John Cisna now works as a brand ambassador for McDonald's after his experiment grabbed headlines nationwide, according to a company spokeswoman. Cisna said he lost nearly 60 pounds in six months during his diet that he started as an experiment for his science class.
"Today, John serves as an official brand ambassador for McDonald’s and travels the country sharing his story about the importance of choice and balance," a McDonald's spokeswoman said in a statement to ABC News, noting that Cisna is not a McDonald's employee but is paid for his appearances.
Cisna told ABC News that he was able to lose weight and get healthy during the six months by walking 45 minutes every day and eating healthy options on the menu. Cisna, with the help of his students, said he watched his calories so that he stayed at 2,000 calories per day to lose weight and followed the nutrition guidelines set by the U.S. Food and Drug Administration.
Cisna said at the beginning of the experiment he was 280 pounds or "one step from the sumo wrestling team."
"This is what is astounding, after 90 days I lost 37 pounds, my cholesterol went from 249 to 170," Cisna told ABC's Columbia, South Carolina, affiliate WOLO-TV.
He said he ate about 100 items on the menu in various combinations during his experiment and never got sick of the food. The experiment was sponsored by a local McDonald's operator, but no one at the company headquarters were initially aware of the experiment, he said. Three months into the experiment, Cisna said he wasn't surprised to have lost the weight due to calorie restriction, but said he was astounded when other tests came back positive.
"It really got exciting for us halfway through and when I got the blood work back I thought there was a mistake with the lab," he told ABC News today. "The blood results were so good ... I thought 'Oh my god, we're onto something.'"
Cisna, who is still employed as a substitute teacher, said he's happy he gets to share his story as brand ambassador.

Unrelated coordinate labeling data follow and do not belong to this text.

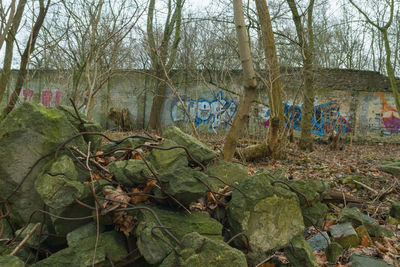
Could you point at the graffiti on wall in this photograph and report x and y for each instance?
(48, 97)
(326, 118)
(215, 113)
(390, 116)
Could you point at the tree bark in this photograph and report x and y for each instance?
(5, 75)
(163, 56)
(250, 84)
(30, 46)
(306, 42)
(275, 138)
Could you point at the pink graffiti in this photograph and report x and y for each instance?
(58, 98)
(27, 94)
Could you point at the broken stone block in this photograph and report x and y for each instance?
(345, 235)
(269, 216)
(150, 242)
(186, 185)
(299, 253)
(230, 173)
(82, 232)
(333, 251)
(199, 151)
(363, 235)
(129, 172)
(314, 215)
(365, 261)
(357, 218)
(28, 133)
(165, 161)
(395, 210)
(11, 261)
(391, 220)
(200, 251)
(110, 244)
(319, 242)
(180, 224)
(313, 190)
(58, 186)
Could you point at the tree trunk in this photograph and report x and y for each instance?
(250, 83)
(306, 42)
(5, 75)
(25, 57)
(156, 107)
(275, 139)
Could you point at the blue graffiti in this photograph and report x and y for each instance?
(326, 118)
(217, 112)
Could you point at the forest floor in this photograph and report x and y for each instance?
(356, 179)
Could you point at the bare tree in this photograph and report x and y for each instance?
(162, 53)
(250, 83)
(384, 31)
(30, 46)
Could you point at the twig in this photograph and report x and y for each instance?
(367, 187)
(98, 165)
(25, 239)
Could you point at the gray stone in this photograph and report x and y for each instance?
(299, 253)
(365, 261)
(165, 161)
(33, 240)
(150, 242)
(319, 242)
(200, 251)
(28, 133)
(82, 232)
(86, 125)
(314, 215)
(110, 244)
(333, 251)
(313, 190)
(11, 261)
(230, 173)
(345, 235)
(199, 151)
(129, 172)
(357, 218)
(269, 216)
(185, 184)
(395, 210)
(180, 223)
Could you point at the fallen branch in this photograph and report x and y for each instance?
(25, 239)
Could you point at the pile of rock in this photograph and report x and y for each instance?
(147, 207)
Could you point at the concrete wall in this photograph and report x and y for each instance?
(357, 102)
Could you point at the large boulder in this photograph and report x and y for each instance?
(357, 218)
(200, 151)
(269, 216)
(110, 245)
(129, 172)
(84, 124)
(165, 161)
(59, 186)
(149, 236)
(230, 173)
(199, 251)
(186, 185)
(27, 134)
(299, 253)
(11, 261)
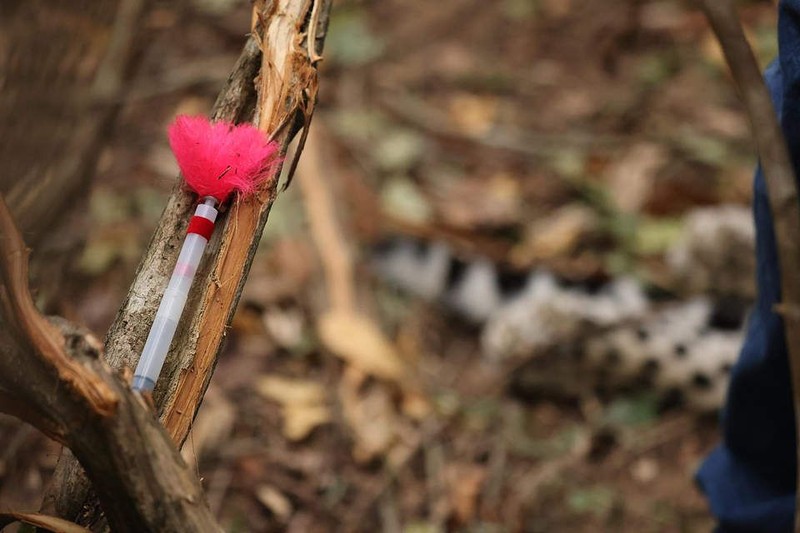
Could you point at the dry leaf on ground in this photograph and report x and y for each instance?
(303, 401)
(356, 339)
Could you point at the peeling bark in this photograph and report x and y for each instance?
(273, 84)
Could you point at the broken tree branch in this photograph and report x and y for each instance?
(778, 173)
(281, 102)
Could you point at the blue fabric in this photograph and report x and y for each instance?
(750, 478)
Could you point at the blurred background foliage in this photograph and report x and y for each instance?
(567, 133)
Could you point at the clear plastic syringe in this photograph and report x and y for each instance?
(169, 311)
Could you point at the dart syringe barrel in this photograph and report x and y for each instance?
(174, 299)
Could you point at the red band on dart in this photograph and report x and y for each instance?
(201, 226)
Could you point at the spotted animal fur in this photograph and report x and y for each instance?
(687, 346)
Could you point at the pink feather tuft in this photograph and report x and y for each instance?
(219, 158)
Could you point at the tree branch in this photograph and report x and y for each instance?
(281, 102)
(142, 481)
(778, 173)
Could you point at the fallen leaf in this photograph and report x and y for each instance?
(291, 391)
(555, 236)
(370, 416)
(473, 202)
(303, 403)
(357, 340)
(473, 115)
(632, 178)
(49, 523)
(274, 500)
(300, 420)
(464, 482)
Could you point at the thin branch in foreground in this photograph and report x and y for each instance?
(780, 178)
(142, 482)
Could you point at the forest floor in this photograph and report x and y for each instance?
(459, 117)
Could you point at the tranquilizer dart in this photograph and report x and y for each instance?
(216, 160)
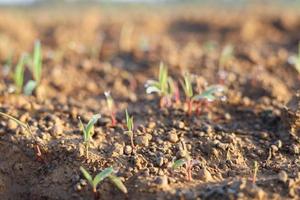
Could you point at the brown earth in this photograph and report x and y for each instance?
(88, 54)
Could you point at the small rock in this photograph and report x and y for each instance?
(78, 187)
(162, 182)
(295, 149)
(160, 161)
(142, 140)
(128, 150)
(205, 175)
(151, 125)
(172, 137)
(118, 150)
(282, 176)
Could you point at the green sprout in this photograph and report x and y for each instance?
(130, 127)
(88, 132)
(161, 87)
(186, 161)
(111, 106)
(295, 60)
(210, 94)
(25, 126)
(106, 173)
(226, 55)
(37, 62)
(19, 74)
(255, 170)
(188, 90)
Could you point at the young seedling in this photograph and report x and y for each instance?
(255, 170)
(186, 161)
(130, 127)
(37, 62)
(161, 86)
(106, 173)
(226, 55)
(188, 90)
(19, 74)
(111, 107)
(26, 127)
(174, 90)
(88, 132)
(295, 60)
(209, 95)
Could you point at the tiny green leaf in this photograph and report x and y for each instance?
(37, 61)
(90, 125)
(29, 87)
(118, 183)
(87, 176)
(102, 175)
(178, 163)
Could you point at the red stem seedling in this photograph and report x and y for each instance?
(161, 87)
(106, 173)
(130, 127)
(186, 161)
(111, 107)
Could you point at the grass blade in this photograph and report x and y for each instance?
(102, 175)
(118, 183)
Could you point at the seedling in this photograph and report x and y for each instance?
(174, 90)
(106, 173)
(19, 74)
(111, 107)
(88, 132)
(130, 127)
(295, 60)
(226, 55)
(186, 161)
(37, 62)
(26, 127)
(255, 170)
(188, 90)
(161, 87)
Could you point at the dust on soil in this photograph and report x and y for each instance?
(86, 55)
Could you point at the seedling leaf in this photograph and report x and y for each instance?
(29, 87)
(90, 125)
(102, 175)
(118, 183)
(37, 61)
(87, 176)
(178, 163)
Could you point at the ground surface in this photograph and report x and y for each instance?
(88, 54)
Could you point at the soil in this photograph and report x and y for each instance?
(88, 54)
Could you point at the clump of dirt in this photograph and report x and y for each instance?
(85, 56)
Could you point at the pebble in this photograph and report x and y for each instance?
(205, 175)
(172, 137)
(162, 182)
(142, 140)
(282, 176)
(128, 150)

He said he doesn't want people to eat an all-fast food diet, he just wants people to realize they can find healthy options that even at fast food restaurants.
"You can eat any food that you want to -- but it's calories in and calories out," he said. "Enjoy the food like they were meant to be."
Public health expert Stephanie Morain, a fellow at the Johns Hopkins Berman Institute of Bioethics, said Cisna's story can be used to help people consider healthier options at fast food restaurants, but that doesn't mean his experiment will work for everyone as a weight loss plan.
Morain pointed out that Cisna could afford McDonald's healthier options, such as its salads, which are a little more expensive than its burgers. She said he was also likely aided by his own ability to break down caloric and nutritional information, and he was further motivated by the support of his students.
Still, in areas where people have little access to fresh foods that are affordable, Morain said having fast-food restaurants that push healthier options could have a positive impact on daily customers.